Historian Wilson Mazarello writes, D'Costa not only took on the main roles but also excelled in portraying character roles. He meticulously prepared for his roles, paying close attention to details such as costumes and makeup to enhance the portrayal of the characters. Additionally, D'Costa was known to produce his own tiatrs at regular intervals, typically every two years. Throughout his career, D'Costa displayed his versatility as an actor, portraying a diverse range of characters, including fathers, landlords, farmers, lunatics, and beggars. His plays often conveyed important messages, underscoring the intrinsic connection between farmers and the land in works like Vauraddi.

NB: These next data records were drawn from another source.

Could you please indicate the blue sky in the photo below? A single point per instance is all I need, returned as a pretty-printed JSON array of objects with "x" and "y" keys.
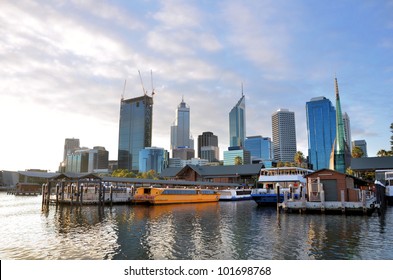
[{"x": 64, "y": 63}]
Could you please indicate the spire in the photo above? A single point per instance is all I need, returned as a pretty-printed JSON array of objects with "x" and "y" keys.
[
  {"x": 339, "y": 148},
  {"x": 336, "y": 85}
]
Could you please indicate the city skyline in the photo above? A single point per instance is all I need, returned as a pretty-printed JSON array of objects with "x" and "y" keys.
[{"x": 64, "y": 67}]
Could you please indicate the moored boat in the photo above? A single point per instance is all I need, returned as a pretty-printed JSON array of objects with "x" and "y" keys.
[
  {"x": 389, "y": 187},
  {"x": 235, "y": 194},
  {"x": 154, "y": 196}
]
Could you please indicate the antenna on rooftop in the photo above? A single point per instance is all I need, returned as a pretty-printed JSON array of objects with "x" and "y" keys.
[
  {"x": 152, "y": 87},
  {"x": 143, "y": 88},
  {"x": 124, "y": 89}
]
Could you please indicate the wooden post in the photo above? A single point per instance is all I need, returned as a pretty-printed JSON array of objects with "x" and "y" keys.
[
  {"x": 81, "y": 194},
  {"x": 62, "y": 192},
  {"x": 48, "y": 194},
  {"x": 103, "y": 194},
  {"x": 57, "y": 193},
  {"x": 342, "y": 201},
  {"x": 322, "y": 194},
  {"x": 111, "y": 194},
  {"x": 72, "y": 194}
]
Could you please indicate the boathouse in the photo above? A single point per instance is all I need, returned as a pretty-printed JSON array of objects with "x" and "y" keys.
[
  {"x": 337, "y": 186},
  {"x": 246, "y": 174}
]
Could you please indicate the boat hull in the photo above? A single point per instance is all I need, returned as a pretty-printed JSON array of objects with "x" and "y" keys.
[
  {"x": 172, "y": 199},
  {"x": 157, "y": 196},
  {"x": 268, "y": 199},
  {"x": 234, "y": 195}
]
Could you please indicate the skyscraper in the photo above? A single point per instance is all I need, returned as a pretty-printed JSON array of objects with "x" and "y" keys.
[
  {"x": 237, "y": 123},
  {"x": 70, "y": 145},
  {"x": 362, "y": 144},
  {"x": 347, "y": 130},
  {"x": 340, "y": 156},
  {"x": 321, "y": 131},
  {"x": 260, "y": 148},
  {"x": 284, "y": 135},
  {"x": 153, "y": 158},
  {"x": 135, "y": 130},
  {"x": 180, "y": 130},
  {"x": 208, "y": 146}
]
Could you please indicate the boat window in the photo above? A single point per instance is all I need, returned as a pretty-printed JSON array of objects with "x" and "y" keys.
[{"x": 146, "y": 191}]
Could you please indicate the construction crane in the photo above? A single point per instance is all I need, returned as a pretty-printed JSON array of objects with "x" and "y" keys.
[{"x": 152, "y": 87}]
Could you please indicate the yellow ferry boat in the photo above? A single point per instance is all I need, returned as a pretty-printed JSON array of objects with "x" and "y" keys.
[{"x": 151, "y": 195}]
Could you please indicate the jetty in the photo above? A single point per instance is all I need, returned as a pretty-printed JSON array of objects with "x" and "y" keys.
[{"x": 89, "y": 188}]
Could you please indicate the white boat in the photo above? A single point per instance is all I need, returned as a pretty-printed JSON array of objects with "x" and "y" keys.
[
  {"x": 235, "y": 194},
  {"x": 287, "y": 179}
]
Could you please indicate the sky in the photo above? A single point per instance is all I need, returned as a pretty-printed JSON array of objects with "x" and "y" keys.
[{"x": 63, "y": 67}]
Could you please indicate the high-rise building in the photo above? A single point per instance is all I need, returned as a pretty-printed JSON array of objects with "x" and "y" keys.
[
  {"x": 70, "y": 145},
  {"x": 237, "y": 123},
  {"x": 208, "y": 147},
  {"x": 362, "y": 144},
  {"x": 321, "y": 131},
  {"x": 87, "y": 160},
  {"x": 98, "y": 159},
  {"x": 347, "y": 130},
  {"x": 135, "y": 130},
  {"x": 180, "y": 130},
  {"x": 153, "y": 158},
  {"x": 284, "y": 135},
  {"x": 340, "y": 156},
  {"x": 260, "y": 148},
  {"x": 231, "y": 157}
]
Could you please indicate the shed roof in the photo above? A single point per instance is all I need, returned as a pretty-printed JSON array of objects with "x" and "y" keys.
[
  {"x": 371, "y": 163},
  {"x": 224, "y": 170}
]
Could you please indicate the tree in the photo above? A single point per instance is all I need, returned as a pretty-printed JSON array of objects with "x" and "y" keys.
[{"x": 357, "y": 152}]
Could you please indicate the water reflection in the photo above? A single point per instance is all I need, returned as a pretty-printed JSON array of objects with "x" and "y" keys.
[{"x": 224, "y": 230}]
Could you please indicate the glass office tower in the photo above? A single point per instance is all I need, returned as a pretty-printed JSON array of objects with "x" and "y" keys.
[
  {"x": 135, "y": 130},
  {"x": 321, "y": 131},
  {"x": 284, "y": 135},
  {"x": 261, "y": 148},
  {"x": 237, "y": 124}
]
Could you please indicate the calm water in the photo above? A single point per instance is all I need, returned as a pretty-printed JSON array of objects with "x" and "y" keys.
[{"x": 225, "y": 230}]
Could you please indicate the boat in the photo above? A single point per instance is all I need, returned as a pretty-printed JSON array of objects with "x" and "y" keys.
[
  {"x": 389, "y": 187},
  {"x": 235, "y": 194},
  {"x": 276, "y": 182},
  {"x": 155, "y": 195}
]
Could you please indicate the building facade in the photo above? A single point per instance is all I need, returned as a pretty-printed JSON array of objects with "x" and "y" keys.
[
  {"x": 87, "y": 160},
  {"x": 362, "y": 144},
  {"x": 208, "y": 147},
  {"x": 230, "y": 157},
  {"x": 153, "y": 158},
  {"x": 135, "y": 130},
  {"x": 284, "y": 135},
  {"x": 260, "y": 148},
  {"x": 340, "y": 157},
  {"x": 237, "y": 123},
  {"x": 321, "y": 131},
  {"x": 180, "y": 130}
]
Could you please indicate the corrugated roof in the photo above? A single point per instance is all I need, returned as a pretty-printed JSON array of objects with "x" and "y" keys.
[{"x": 371, "y": 163}]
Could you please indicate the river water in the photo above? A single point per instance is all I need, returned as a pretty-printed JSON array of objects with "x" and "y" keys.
[{"x": 211, "y": 231}]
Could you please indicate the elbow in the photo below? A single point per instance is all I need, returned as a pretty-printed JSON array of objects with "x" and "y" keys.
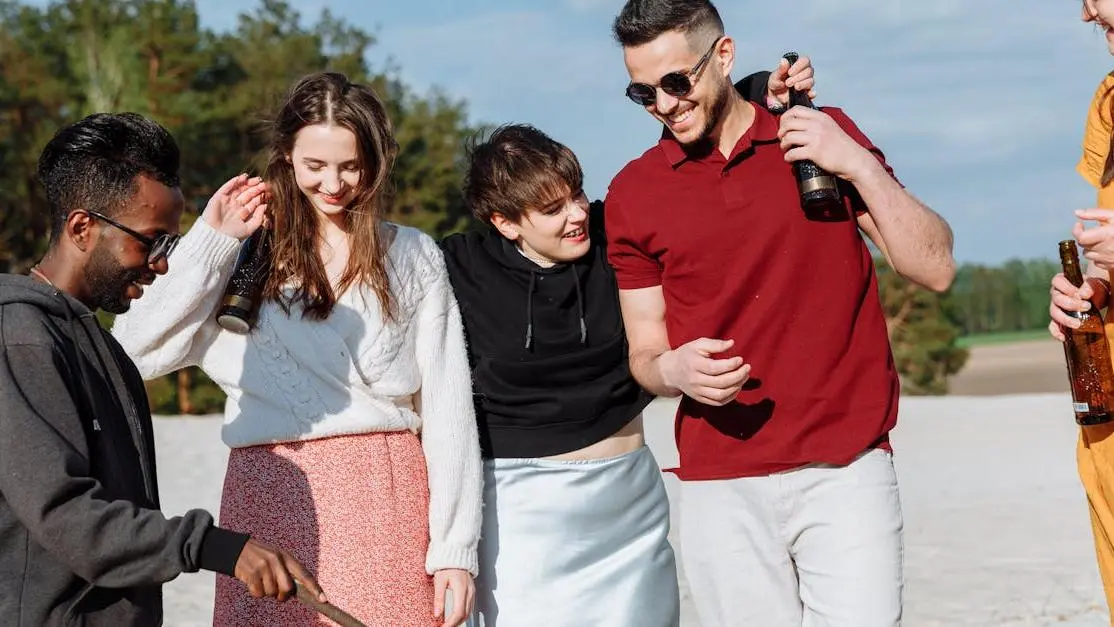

D'Costa emphasized the dignity of manual labor and encouraged the educated to consider agriculture as a meaningful occupation. Mazarello further writes, D'Costa's impact on the tiatr community is extensive, with over 500 tiatr performances to his credit, encompassing both his own productions and collaborations with fellow artists.

==Awards==
D'Costa's contributions to the realms of writing, acting, and stagecraft have earned him numerous awards. During the commemoration of the Konkani tiatrs centenary, the Kala Academy of Goa bestowed a special honor upon him. Among his accolades are the Konkani Sahitya Samiti Award, the Maharashtra Prohibition Award, and the Cine Times Awards. Furthermore, the then Chief Minister of Goa, Daman and Diu, Dayanand Bandodkar, presented D'Costa with an award for his tiatr production titled Vauraddi (Labourer). D'Costa's has amassed over sixty trophies. This includes the trophy presented to him by Bandodkar, as well as a gold medal recognizing his talents in acting, directing, and presenting tiatrs. Among his other honors are the IGP Arun Bhagat Shield, The Goan Reviews Best Director Award in 1997, and the Sonskruti Puroskar from the Dalgado Konknni Akademi.

==Legacy==
Following D'Costa's death, the Tiatr Academy of Goa (TAG) posthumously published three of his popular tiatrs, namely Mortikar (Killer), Abdul Naryan D'Souza, and Jivit Ek Sopon (Life is a dream). Moreover, the Goa Konkani Akademi published two of his tiatrs, Jawan (Soldier) and Fulam Ani Kantte (Flowers and Thorns), in book format, ensuring their preservation for future generations.